Plaintiffs' responses are inapposite. Plaintiffs discuss Federal Rules of Civil Procedure 18 and 20, but those rules relate to joinder of claims and parties, not to whether the Complaint has stated a claim upon which relief may be granted under Federal Rules of Civil Procedure 8(a) and 12(b)(6). Plaintiffs also suggest that they may respond more fully once discovery is completed, but Plaintiffs must at least plead facts supporting a claim in the Complaint, even though Plaintiffs are not yet required to support these claims with evidence. Therefore, the Court dismisses all federal claims against CitiMortgage without prejudice.
IV. The Court Declines To Exercise Pendent Jurisdiction.
As the Court discusses supra, Plaintiffs' federal claims do not survive dismissal under Federal Rule of Civil Procedure 12(b)(6), leaving only state claims for resolution. "[A] district court has discretion to remand to state court a removed case involving pendent claims upon a proper determination that retaining jurisdiction over the case would be inappropriate." Carnegie-Mellon University v. Cohill, 484 U.S. 343, 351 (1988). In this determination, courts consider "economy, convenience, fairness, and comity." Id. Only in the "unusual case" should federal courts retain jurisdiction over the state law claims. Gini v. Las Vegas Metro. Police Dept., 40 F.3d 1041, 1046 (9th Cir. 1994). This is not an unusual case, and it is appropriate to remand the state law claims.

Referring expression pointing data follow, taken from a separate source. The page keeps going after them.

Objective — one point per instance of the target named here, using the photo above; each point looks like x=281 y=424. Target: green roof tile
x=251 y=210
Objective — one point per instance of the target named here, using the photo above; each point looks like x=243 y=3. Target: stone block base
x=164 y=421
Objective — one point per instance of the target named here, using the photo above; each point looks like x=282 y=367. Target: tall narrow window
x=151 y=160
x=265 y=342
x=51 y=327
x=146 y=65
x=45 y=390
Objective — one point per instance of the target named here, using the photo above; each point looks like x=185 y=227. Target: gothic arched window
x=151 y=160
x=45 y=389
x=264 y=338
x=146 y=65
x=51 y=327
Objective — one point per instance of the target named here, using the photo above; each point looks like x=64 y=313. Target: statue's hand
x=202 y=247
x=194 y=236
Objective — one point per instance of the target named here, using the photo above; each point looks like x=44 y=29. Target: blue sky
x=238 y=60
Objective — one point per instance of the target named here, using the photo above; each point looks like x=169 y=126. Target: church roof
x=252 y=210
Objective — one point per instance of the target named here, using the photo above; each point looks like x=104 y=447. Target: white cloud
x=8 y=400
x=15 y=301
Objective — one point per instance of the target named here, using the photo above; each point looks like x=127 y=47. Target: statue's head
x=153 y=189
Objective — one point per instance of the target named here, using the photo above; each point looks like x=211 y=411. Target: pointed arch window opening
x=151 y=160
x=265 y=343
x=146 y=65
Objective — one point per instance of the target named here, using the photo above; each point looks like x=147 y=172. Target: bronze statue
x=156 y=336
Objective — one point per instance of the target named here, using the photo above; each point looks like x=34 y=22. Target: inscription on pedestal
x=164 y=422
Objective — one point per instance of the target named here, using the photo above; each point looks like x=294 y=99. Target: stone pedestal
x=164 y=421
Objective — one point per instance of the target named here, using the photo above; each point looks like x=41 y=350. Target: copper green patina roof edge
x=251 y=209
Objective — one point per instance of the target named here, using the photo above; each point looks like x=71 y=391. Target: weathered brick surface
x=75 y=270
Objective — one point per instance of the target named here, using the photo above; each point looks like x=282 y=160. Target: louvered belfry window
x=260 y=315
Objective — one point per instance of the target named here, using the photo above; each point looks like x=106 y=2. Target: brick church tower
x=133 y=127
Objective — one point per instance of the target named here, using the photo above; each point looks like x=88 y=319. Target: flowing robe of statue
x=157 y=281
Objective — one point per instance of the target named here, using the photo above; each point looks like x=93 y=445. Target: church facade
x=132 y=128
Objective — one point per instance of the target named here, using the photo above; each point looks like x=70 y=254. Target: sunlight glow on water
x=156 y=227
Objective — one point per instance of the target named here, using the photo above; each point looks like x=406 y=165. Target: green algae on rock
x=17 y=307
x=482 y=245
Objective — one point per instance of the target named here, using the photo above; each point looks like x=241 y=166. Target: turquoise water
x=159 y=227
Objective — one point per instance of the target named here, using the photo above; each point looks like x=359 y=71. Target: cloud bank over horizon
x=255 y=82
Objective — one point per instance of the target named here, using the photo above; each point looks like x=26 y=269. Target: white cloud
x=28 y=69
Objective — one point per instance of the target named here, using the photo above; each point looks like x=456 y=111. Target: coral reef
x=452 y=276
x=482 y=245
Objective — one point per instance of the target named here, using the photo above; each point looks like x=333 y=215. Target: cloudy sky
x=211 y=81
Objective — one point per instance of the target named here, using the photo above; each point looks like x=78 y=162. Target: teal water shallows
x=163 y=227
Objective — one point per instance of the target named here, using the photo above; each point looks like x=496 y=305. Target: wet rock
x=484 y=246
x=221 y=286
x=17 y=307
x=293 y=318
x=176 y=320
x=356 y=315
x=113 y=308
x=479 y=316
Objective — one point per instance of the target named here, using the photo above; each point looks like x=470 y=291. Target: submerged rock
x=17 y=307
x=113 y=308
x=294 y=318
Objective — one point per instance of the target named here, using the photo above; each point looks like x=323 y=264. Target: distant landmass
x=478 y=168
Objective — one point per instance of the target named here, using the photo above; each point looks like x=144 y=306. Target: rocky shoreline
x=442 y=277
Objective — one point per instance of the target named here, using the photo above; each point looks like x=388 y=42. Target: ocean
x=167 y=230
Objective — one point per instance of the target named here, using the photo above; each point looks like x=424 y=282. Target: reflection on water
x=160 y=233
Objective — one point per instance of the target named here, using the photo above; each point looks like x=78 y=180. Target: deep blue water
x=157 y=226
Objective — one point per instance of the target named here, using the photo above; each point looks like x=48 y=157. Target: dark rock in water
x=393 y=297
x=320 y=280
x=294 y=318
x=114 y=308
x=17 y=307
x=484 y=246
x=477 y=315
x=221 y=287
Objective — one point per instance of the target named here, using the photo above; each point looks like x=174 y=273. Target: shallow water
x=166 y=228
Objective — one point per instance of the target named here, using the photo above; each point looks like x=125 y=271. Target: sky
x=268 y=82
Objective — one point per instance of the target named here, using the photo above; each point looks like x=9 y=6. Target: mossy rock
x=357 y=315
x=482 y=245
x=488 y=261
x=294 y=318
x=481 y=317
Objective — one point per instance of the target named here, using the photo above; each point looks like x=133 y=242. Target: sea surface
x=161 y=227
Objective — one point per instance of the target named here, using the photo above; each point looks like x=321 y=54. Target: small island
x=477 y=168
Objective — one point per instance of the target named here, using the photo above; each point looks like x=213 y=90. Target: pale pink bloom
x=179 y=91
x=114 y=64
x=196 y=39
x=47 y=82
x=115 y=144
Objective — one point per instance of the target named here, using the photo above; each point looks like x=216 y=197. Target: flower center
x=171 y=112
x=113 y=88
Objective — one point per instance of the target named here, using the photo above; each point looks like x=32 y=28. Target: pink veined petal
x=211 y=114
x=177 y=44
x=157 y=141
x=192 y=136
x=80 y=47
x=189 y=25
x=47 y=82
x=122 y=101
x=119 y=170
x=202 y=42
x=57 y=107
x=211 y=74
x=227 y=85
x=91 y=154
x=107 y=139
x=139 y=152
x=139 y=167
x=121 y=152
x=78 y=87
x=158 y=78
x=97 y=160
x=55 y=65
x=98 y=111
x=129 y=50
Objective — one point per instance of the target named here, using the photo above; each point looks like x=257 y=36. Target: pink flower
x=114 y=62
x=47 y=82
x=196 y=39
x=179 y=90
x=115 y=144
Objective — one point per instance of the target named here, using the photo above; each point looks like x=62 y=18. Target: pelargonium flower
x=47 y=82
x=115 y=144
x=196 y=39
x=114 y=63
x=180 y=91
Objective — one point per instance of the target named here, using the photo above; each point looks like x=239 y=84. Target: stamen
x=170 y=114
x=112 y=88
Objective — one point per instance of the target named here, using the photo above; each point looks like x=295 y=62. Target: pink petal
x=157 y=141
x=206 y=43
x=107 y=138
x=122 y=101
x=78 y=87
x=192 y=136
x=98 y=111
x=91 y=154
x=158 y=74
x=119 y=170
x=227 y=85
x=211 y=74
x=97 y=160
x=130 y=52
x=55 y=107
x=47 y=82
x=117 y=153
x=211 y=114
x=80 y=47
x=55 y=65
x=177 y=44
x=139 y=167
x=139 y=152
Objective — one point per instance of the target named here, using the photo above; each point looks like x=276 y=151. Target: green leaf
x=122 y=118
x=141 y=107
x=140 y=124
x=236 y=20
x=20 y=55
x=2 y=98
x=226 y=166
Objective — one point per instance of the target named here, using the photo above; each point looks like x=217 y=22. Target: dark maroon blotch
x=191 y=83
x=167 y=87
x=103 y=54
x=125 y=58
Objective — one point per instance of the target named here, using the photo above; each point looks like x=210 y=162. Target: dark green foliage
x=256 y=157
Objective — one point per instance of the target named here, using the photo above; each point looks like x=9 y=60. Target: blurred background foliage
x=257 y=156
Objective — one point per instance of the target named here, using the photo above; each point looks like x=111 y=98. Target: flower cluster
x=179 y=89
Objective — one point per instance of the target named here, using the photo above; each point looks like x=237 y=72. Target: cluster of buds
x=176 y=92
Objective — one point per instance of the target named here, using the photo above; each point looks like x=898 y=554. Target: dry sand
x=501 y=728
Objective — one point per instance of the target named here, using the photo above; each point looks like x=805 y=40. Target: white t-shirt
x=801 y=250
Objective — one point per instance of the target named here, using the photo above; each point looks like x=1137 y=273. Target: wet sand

In the interest of comity, the Court remands to allow state courts to decide state law. Moreover, economy, convenience, and fairness all favor remand because this case is only at the motion-to-dismiss stage, so presumably the parties have not yet conducted substantial discovery. In addition, no court has become so intimately involved with the case that remand would be inefficient. Therefore,
IT IS HEREBY ORDERED that Plaintiffs' 28 U.S.C. Section 1447 Motion to Remand (Dkt. # 15) is DENIED. IT IS FURTHER ORDERED that the Chase Defendants' Motion to Dismiss (Dkt. # 9) is GRANTED WITHOUT PREJUDICE with respect to Counts I-III of the Complaint.
IT IS FURTHER ORDERED that CitiMortgage's Motion to Dismiss (Dkt. # 1, Ex. 1) is GRANTED WITHOUT PREJUDICE with respect to Counts I-III of the Complaint. Plaintiffs may file an amended complaint on or before February 26, 2010. IT IS FURTHER ORDERED that If Plaintiffs do not file an Amended Complaint by February 26, 2010, the Clerk of the Court is directed to remand the state law claims (all claims other than Counts I-III) to the Maricopa County Superior Court without further notice.